I eventually moved on from the grind of the daily newspaper to the daunting task of owning my own magazine. With every issue I wondered, “Is it good enough?” “Have I given the subscribers their money’s worth?”
Enter blogging and its immediacy. Now I no longer have to wait to be called on the carpet if I make a typo or state an incorrect fact (which thankfully those occasions are rare), because a reader can comment within moments of my having made the post go live. AAAhhhh, what’s a blogger to do?
It seems that self doubt and self esteem go hand-in-hand for many pet bloggers. What can you do to let yourself know that you’re good enough — in fact, you’re fabulous! — when it comes to your pet blogging? Here are some tips for self esteem and the pet blogger:
- Be kind to other pet bloggers. Before you fire off a, “this post was horrid and you’re a rotten person” comments, stop and think if that is really the way to handle it. If you’re a writer chances are you’ve been involved in writing groups at some point and if you were in a good one you were likely confronted with a “compliment sandwich” if the group critiqued your work. A compliment sandwich is one that sounds like, “I really liked the theme of the story, but I thought the characters truly didn’t seem to fit the scenario, but I think you’ve got a solid idea here.” See — a compliment, a criticism, and a compliment. Truly, is it necessary to lambaste someone publicly? Think about how you’d feel if you received a comment like the one you’re considering leaving and perhaps tone it down a bit.
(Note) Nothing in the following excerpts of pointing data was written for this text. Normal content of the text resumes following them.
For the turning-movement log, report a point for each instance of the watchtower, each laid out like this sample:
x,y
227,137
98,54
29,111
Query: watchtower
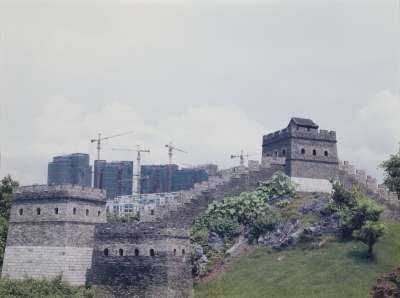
x,y
51,232
309,152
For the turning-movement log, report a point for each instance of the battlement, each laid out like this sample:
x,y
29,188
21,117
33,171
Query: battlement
x,y
58,191
312,134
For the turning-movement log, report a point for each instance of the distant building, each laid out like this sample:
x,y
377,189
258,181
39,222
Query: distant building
x,y
70,169
211,169
155,178
115,177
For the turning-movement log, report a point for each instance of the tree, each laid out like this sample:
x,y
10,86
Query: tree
x,y
369,234
392,173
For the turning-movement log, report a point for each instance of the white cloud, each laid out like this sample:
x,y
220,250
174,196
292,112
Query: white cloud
x,y
209,134
374,133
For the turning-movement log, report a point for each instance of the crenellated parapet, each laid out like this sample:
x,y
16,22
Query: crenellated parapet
x,y
58,191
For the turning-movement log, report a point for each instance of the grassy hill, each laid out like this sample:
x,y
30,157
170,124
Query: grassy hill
x,y
339,269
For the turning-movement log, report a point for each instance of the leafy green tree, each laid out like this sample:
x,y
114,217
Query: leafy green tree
x,y
369,234
356,217
392,173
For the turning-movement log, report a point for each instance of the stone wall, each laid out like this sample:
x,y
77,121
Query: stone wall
x,y
51,232
141,260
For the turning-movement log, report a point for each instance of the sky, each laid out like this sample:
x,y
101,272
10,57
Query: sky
x,y
211,76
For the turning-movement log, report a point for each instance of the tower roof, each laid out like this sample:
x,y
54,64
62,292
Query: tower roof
x,y
303,122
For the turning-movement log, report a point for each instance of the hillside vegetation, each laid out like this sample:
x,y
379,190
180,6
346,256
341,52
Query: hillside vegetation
x,y
339,269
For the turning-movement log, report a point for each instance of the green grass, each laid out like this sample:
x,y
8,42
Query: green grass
x,y
339,269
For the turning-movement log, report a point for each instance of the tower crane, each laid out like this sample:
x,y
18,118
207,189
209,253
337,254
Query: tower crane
x,y
171,148
100,139
242,156
139,151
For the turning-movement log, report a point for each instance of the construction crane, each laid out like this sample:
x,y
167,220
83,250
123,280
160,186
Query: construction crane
x,y
171,148
242,156
100,139
139,151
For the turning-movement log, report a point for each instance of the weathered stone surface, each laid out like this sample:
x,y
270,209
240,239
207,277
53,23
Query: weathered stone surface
x,y
215,242
283,236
- The best person to compare yourself with is… yourself! While you may want to emulate the success of a pet blogger you admire, if you spend your waking hours thinking, “I’ll never be as good as, as prolific as, as popular as XYZ blogger” then chances are you won’t. It’s a self fulfilling prophecy. I suggest you strive to compete with yourself. Make today’s post better than yesterdays. Work on growing today’s social media numbers up from yesterday’s. It’s great to have a goal to become as popular as XYZ blogger, but don’t do it at the cost of your own self worth. Your writing and your pet blog are unique and that is what sets you apart!
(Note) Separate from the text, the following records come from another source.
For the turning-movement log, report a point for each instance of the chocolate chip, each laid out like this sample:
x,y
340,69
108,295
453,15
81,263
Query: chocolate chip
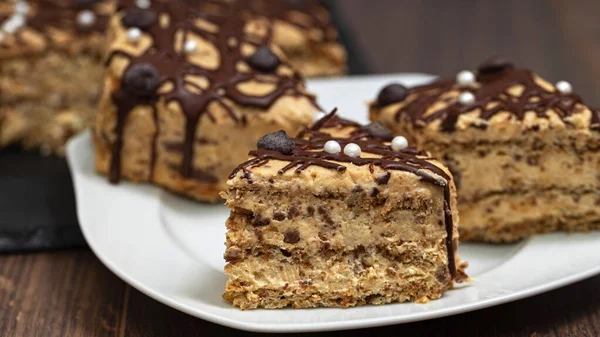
x,y
139,18
378,130
277,141
494,65
392,93
141,80
264,60
291,236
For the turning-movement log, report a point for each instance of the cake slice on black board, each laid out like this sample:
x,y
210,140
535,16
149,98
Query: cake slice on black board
x,y
342,215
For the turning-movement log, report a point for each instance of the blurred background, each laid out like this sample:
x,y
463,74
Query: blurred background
x,y
558,39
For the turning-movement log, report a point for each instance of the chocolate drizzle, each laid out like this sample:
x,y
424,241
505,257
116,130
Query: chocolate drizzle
x,y
309,152
491,98
174,67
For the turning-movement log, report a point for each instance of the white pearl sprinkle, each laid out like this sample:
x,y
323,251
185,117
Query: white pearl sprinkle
x,y
352,150
134,34
465,79
564,87
332,147
318,116
143,4
399,143
190,46
466,98
86,18
21,7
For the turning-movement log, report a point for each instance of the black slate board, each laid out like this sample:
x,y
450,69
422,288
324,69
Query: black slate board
x,y
37,204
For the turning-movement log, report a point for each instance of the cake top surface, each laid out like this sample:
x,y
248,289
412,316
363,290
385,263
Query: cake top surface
x,y
336,154
496,95
33,25
340,146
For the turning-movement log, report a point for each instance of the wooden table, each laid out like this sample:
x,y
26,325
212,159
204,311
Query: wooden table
x,y
70,293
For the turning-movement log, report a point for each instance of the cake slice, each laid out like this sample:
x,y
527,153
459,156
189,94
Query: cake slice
x,y
525,153
341,216
188,91
50,69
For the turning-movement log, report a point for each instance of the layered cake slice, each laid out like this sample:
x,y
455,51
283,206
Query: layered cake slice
x,y
187,93
50,69
525,153
341,216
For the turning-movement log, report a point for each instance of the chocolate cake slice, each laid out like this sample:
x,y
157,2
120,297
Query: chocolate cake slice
x,y
525,153
343,215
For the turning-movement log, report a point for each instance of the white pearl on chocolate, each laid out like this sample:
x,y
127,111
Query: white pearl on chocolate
x,y
466,98
564,87
86,18
21,7
465,79
143,4
352,150
190,46
134,34
318,116
332,147
399,143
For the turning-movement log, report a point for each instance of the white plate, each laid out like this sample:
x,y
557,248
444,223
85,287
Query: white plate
x,y
171,248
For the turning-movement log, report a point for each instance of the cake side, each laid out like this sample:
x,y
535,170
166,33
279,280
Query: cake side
x,y
307,233
184,116
42,43
524,153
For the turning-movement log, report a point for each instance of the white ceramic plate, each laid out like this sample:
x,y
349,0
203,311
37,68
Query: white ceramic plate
x,y
171,248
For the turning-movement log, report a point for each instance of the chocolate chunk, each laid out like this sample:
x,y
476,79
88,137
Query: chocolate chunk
x,y
291,236
378,130
139,18
383,179
264,60
392,93
277,141
141,80
494,65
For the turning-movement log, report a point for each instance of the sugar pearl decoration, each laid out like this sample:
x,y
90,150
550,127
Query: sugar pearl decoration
x,y
332,147
143,4
86,18
466,98
399,143
352,150
564,87
190,46
465,79
134,34
318,116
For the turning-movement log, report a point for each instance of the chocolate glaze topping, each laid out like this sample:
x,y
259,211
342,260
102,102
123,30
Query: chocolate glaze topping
x,y
173,66
309,152
495,77
60,14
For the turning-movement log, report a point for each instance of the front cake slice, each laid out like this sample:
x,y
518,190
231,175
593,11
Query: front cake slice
x,y
525,153
337,218
187,93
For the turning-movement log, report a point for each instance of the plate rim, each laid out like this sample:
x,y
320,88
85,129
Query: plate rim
x,y
77,175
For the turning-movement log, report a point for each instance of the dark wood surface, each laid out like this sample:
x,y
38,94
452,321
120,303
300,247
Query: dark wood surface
x,y
70,293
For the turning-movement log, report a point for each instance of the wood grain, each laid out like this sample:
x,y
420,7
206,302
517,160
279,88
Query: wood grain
x,y
71,293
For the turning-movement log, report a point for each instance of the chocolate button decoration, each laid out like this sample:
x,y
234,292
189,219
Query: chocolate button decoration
x,y
392,93
139,18
264,60
141,80
494,65
378,130
277,141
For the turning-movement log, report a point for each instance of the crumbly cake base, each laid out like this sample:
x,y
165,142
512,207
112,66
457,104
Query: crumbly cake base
x,y
47,98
- Perfect is great, but perhaps not the be-all and end-all. If I waited for my every thought, my every post to be PERFECT, chances are I wouldn’t write a word. I want my posts to be error free and to give the reader something to think about or perhaps an action plan to implement, but perfect… I can only hope. If you’re worried about not being perfect, then find someone you trust who can edit your posts before they go live; that may enhance your feeling of “this is a great post!”
- You made a mistake… now what? As I have learned, I am not the center of the universe! Truly? If someone comes to a post I’ve written and takes me to task, yes it will sting and if it’s really a bad comment I may consider throwing in the blogging towel. I admit to giving into bouts of, “I’m never gonna write again!” but the thought passes and I am back at the keyboard. I made a mistake. Yeah, it sucks. It’s what you do afterwards that sets the tone. Correct the error. There. Done. It’s easier to correct an error on the internet than it is in a newspaper article — believe me on that one.
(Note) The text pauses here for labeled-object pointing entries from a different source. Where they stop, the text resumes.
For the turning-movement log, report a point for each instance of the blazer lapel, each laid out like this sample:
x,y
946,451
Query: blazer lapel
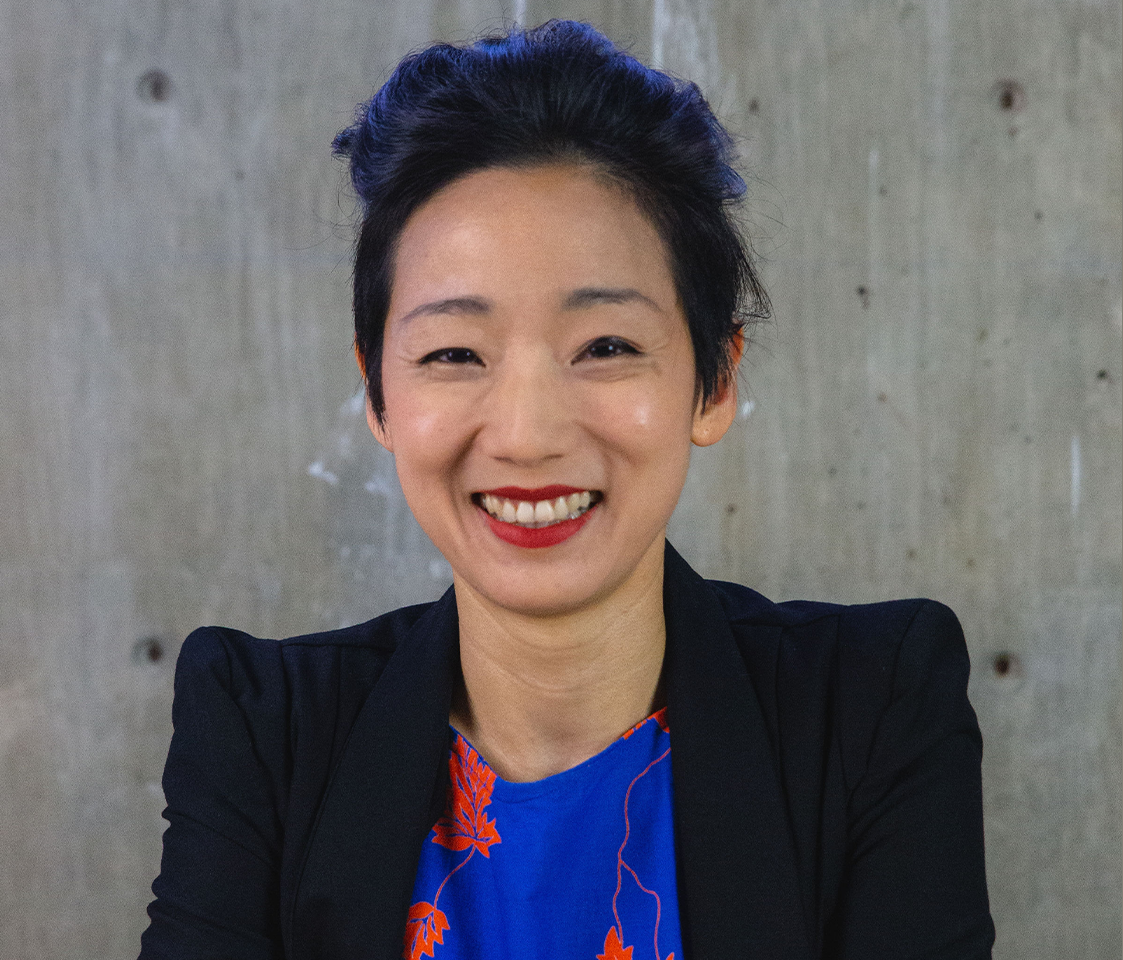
x,y
385,794
739,894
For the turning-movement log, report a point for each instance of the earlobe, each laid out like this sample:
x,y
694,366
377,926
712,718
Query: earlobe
x,y
713,419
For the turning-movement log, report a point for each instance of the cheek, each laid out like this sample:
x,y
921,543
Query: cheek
x,y
648,424
426,433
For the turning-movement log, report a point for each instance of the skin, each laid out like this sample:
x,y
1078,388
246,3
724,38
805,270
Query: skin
x,y
535,337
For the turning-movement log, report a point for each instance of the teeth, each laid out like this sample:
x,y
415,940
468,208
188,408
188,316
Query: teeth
x,y
537,514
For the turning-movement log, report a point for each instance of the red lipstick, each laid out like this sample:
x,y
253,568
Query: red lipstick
x,y
518,493
539,536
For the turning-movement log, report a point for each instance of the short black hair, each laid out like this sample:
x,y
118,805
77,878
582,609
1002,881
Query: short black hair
x,y
559,92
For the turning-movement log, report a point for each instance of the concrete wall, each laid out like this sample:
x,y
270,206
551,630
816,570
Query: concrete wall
x,y
936,188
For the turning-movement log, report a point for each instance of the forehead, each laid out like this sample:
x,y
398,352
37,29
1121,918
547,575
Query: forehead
x,y
546,226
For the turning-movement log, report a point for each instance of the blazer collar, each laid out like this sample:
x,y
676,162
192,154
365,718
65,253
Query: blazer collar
x,y
738,893
384,796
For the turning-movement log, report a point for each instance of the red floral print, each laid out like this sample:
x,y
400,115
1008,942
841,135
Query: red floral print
x,y
463,825
660,718
613,949
425,926
464,822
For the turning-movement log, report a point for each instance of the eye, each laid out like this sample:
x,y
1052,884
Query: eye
x,y
604,347
452,355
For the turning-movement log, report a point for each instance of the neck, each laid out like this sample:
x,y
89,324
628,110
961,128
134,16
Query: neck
x,y
541,694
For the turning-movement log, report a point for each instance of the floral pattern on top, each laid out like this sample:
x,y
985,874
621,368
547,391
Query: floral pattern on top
x,y
466,826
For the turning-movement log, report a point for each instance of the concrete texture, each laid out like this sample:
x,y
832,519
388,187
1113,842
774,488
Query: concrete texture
x,y
936,189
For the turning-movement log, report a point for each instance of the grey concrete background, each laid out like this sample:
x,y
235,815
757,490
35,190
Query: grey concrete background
x,y
936,189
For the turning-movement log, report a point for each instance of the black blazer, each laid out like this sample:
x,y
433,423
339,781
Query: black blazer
x,y
825,768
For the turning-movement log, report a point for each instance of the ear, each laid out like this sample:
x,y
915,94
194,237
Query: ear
x,y
712,420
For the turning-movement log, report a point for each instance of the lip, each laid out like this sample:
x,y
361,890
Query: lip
x,y
538,537
517,493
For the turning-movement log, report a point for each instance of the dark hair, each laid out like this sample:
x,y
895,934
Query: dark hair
x,y
559,92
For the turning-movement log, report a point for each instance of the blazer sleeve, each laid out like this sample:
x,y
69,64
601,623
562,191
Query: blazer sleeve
x,y
915,884
217,894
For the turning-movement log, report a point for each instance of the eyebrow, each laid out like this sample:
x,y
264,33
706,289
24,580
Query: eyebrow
x,y
593,295
450,305
578,300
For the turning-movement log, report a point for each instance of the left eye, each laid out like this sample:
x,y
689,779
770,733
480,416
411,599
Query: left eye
x,y
604,347
452,355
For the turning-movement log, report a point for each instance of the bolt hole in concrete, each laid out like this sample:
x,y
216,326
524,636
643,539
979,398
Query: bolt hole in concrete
x,y
148,650
154,87
1006,666
1011,96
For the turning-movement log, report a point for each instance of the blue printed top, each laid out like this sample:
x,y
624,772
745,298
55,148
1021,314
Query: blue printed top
x,y
580,865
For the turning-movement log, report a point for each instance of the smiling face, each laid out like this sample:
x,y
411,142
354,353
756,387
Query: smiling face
x,y
539,384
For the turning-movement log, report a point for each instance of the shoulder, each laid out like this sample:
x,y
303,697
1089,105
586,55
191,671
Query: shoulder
x,y
870,636
233,656
877,678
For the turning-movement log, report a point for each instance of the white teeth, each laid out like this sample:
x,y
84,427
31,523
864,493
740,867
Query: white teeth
x,y
540,513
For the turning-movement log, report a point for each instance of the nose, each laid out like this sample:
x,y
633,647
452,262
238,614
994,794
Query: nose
x,y
527,416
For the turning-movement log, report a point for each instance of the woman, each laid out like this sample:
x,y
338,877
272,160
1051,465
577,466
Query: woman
x,y
549,298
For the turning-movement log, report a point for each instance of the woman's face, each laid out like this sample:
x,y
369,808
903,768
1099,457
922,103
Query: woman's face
x,y
539,386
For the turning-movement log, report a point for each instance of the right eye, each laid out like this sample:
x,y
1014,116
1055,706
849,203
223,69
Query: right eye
x,y
452,355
- Building your own self esteem is necessary for good mental health. If you learn to let small mistakes roll off your shoulders you will stop making mountains out of molehills and that could potentially reduce your stress. You will feel less of the “weight of the world” on your shoulders. If you build up your self esteem you will be less likely to resort to self-sabotage (that goes back to the, I will never be as good as XYZ blogger). The higher your self esteem grows, the better able you will be to accept that you may not be perfect, but you’re “good enough.” You’ll be happier and isn’t that an ideal life goal!?
Do you suffer pet blogger self esteem issues? What do you do to overcome self doubt?